In the same review, George described three subspecies of V. insignis:
- Verticordia insignis Endl. subsp. insignis has white sepals, a style 5–6 mm long, petals 3–4 mm long, stamens 3.5–4 mm long and upper leaves mostly 4–9 mm long;
- Verticordia insignis subsp. compta A.S.George is similar to subsp. insignis but has pink sepals, shorter stamens 2–3.5 mm, and much shorter styles 2.5–3.5 mm and shorter upper leaves 1.5–3 mm;
- Verticordia insignis subsp. eomagis A.S.George has longer sepals 7–9 mm, slightly longer petals 3.5–5 mm, longer stamens 5–6 mm and a longer style 6–7 mm than the other two subspecies.

The specific epithet (insignis) is a Latin word meaning "remarkable", "notable" or "eminent".
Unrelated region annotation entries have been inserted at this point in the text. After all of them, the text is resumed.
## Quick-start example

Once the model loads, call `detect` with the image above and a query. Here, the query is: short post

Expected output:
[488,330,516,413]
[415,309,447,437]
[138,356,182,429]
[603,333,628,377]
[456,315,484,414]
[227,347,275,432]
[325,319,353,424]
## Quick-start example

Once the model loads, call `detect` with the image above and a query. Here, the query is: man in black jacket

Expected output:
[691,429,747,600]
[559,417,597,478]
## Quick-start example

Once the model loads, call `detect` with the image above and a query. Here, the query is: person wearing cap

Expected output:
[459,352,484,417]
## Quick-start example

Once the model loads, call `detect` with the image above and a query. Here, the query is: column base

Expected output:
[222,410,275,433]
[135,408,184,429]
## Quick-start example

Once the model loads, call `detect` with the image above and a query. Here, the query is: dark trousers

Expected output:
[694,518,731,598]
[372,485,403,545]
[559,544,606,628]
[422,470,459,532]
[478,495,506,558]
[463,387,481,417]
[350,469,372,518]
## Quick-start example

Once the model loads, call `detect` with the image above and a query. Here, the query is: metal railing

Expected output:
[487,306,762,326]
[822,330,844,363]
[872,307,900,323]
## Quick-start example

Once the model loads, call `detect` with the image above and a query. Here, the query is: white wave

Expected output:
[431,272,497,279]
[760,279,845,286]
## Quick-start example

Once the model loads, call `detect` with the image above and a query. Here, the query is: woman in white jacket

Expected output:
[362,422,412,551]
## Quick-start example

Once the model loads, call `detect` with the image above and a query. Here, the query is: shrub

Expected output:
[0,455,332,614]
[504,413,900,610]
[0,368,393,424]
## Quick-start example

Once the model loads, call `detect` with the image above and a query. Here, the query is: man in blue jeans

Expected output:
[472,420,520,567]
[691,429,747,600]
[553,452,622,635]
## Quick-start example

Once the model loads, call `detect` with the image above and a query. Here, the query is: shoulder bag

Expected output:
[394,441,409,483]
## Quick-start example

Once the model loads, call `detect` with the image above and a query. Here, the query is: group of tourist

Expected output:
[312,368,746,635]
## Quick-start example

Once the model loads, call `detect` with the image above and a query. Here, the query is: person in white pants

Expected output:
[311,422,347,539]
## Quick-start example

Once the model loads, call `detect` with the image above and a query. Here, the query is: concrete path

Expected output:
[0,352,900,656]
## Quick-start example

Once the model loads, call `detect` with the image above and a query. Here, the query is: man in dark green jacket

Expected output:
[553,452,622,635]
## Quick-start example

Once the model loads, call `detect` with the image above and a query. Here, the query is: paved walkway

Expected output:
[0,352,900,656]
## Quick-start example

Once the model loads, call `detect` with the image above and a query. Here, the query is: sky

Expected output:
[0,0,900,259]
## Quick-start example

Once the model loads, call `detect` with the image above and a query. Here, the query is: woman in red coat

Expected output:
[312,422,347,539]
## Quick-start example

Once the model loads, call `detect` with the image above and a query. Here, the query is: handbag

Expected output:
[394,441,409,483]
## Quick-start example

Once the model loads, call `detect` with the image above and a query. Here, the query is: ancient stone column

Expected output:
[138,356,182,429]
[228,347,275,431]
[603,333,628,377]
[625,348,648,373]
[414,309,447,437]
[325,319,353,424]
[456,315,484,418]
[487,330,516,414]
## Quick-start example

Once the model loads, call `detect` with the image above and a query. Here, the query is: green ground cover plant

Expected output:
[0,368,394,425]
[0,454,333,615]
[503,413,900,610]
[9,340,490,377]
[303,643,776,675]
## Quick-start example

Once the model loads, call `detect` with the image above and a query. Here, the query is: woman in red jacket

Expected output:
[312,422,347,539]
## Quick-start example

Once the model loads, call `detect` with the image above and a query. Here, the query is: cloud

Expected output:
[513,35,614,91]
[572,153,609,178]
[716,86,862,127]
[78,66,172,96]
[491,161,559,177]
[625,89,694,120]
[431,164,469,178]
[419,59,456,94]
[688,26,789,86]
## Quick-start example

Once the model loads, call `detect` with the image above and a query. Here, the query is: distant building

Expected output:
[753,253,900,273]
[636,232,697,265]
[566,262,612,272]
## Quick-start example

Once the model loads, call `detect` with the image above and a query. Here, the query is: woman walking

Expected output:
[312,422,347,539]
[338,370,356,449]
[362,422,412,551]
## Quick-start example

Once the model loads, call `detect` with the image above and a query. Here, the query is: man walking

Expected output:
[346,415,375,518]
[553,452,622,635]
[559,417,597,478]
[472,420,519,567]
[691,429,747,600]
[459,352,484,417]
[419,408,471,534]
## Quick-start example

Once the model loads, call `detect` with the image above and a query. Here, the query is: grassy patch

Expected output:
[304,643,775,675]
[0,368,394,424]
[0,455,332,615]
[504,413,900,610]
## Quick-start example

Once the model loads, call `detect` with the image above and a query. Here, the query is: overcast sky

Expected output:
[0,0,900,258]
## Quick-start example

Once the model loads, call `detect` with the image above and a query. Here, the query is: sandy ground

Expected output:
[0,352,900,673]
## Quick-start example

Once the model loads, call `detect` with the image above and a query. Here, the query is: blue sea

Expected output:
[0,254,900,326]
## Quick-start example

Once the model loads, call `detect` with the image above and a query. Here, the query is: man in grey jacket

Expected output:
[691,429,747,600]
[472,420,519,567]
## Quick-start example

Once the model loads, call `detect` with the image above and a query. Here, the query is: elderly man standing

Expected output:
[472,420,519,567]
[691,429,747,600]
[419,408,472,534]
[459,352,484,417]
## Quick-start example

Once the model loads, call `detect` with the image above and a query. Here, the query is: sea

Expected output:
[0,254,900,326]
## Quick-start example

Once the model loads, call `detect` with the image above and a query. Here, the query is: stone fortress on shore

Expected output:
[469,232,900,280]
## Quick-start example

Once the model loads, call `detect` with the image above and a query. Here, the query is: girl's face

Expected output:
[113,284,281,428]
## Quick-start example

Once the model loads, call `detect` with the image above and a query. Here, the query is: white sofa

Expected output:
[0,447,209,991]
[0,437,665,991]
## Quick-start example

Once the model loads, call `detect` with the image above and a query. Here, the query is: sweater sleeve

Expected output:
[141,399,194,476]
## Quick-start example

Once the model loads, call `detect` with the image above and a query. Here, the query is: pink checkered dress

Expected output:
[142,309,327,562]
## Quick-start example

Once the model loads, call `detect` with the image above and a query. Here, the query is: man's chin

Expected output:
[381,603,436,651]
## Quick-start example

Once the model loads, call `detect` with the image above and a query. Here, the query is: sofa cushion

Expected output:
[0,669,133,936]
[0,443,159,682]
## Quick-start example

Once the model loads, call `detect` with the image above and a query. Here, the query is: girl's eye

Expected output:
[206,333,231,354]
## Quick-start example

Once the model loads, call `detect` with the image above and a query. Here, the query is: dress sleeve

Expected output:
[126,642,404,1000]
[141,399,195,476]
==Distribution and habitat==
This verticordia often grows in association with other species of verticordia in grey or yellow sand near rocks in heath and woodland. It occurs along the Darling Scarp and inland as far as Northam and Brookton in the Avon Wheatbelt, Coolgardie, Jarrah Forest, Mallee, Geraldton Sandplains and Swan Coastal Plain biogeographic regions.

==Conservation status==
The two subspecies insignis and compta are classified as "not threatened" by the Western Australian Government Department of Parks and Wildlife but subspecies eomagis is classified as "Priority Three" meaning that it is poorly known and known from only a few locations but is not under imminent threat.

==Use in horticulture==
This verticordia has horticultural potential because of its flowers, described as "outstandingly beautiful, resembling miniature powder puffs". It has been propagated from cuttings but establishing them in the garden has been difficult.